Прощай, эпос?
Шрифт:
Дней за десять — двенадцать до вызова к Коле мы бежали на урок физкультуры: в майках, в трусиках, с четвертого этажа на второй, там был зал. Впереди несся я, а за мною — Шурка Рутицкий, неуклюжий, тщедушный. По пути, на лестничной площадке, красовался плакат: тороватая молодайка колхозница, широко улыбаясь, обняла здоровенный сноп, а на дальнем плане — колонны пыхтящих тракторов. Дело шло к 8 Марта, и колхозницу прислали в школу по какой-нибудь разнарядке. Вероятно, поутру колхозницу пришпилили наспех: кнопки, на которых держался плакат, выпали из стены, и молодка висела криво, того и гляди упадет.
— Слушай, Шурка, — остановился я, — давай-ка плакат поправим.
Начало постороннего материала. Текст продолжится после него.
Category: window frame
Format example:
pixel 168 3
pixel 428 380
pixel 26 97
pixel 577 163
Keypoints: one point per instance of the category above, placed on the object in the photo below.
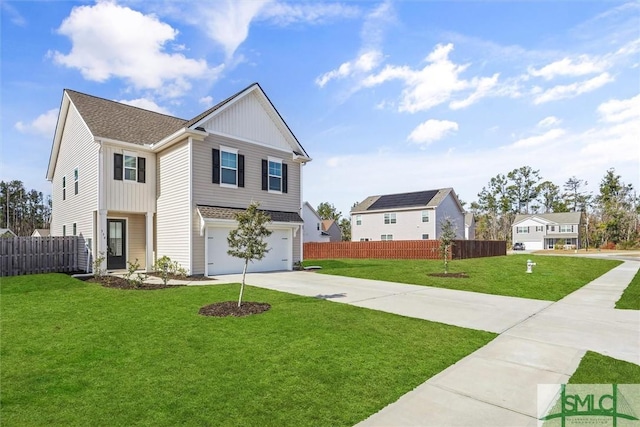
pixel 234 152
pixel 390 218
pixel 76 178
pixel 125 168
pixel 275 161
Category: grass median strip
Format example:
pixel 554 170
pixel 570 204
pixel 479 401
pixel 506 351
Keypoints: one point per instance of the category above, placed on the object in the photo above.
pixel 78 354
pixel 553 277
pixel 630 299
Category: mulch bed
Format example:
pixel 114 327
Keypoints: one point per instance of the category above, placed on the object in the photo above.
pixel 116 282
pixel 230 308
pixel 190 278
pixel 451 275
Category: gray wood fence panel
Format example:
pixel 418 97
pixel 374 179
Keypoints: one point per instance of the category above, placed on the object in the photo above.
pixel 34 255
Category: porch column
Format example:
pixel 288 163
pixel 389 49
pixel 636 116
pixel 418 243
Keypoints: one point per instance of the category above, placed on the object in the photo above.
pixel 149 245
pixel 102 238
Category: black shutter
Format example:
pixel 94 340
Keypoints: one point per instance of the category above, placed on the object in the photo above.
pixel 142 169
pixel 284 177
pixel 215 178
pixel 240 170
pixel 265 175
pixel 117 167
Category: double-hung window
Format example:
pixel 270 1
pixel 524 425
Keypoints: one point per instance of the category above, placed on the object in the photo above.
pixel 275 175
pixel 228 167
pixel 130 167
pixel 75 180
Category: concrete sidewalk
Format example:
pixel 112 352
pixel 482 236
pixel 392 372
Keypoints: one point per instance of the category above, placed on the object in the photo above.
pixel 540 343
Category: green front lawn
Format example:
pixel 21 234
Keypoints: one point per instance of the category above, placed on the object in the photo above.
pixel 596 368
pixel 630 299
pixel 553 277
pixel 77 354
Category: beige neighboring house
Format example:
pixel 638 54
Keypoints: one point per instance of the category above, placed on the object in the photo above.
pixel 469 226
pixel 544 231
pixel 313 231
pixel 406 216
pixel 139 185
pixel 331 227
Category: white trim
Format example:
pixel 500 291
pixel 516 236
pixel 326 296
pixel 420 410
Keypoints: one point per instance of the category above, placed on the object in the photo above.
pixel 251 141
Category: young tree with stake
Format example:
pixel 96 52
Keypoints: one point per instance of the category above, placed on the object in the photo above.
pixel 247 241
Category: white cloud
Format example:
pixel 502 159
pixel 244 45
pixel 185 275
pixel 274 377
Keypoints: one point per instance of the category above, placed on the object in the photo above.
pixel 572 90
pixel 581 66
pixel 551 135
pixel 43 125
pixel 281 13
pixel 370 56
pixel 109 40
pixel 431 131
pixel 364 63
pixel 616 110
pixel 146 104
pixel 436 83
pixel 206 101
pixel 549 121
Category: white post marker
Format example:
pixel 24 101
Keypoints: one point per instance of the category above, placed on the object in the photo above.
pixel 529 265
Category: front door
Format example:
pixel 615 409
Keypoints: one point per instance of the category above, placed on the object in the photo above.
pixel 116 244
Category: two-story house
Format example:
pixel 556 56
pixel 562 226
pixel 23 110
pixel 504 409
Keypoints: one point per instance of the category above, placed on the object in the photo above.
pixel 545 231
pixel 407 216
pixel 137 184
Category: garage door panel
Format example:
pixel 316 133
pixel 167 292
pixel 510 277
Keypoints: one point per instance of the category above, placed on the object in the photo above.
pixel 279 256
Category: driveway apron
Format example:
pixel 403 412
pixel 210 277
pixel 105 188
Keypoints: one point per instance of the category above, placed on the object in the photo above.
pixel 540 342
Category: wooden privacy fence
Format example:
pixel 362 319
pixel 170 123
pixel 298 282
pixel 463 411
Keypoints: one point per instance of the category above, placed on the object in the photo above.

Помоги
Шурка, шлепая несоразмерно большими, на вырост, тапочками, переминался с ноги на ногу уже рядом со мной. Я поднял упавшие кнопки, попытался вонзить их в стену, но жала кнопок загнулись, из стены и последняя выпала, и колхозница плюхнулась на пол. Верещал звонок. Я свернул плакат в трубку, аккуратно поставил в угол.
— Ладно, пусть пока постоит. А будем идти с физкультуры, разживемся кнопками и повесим плакат как надо.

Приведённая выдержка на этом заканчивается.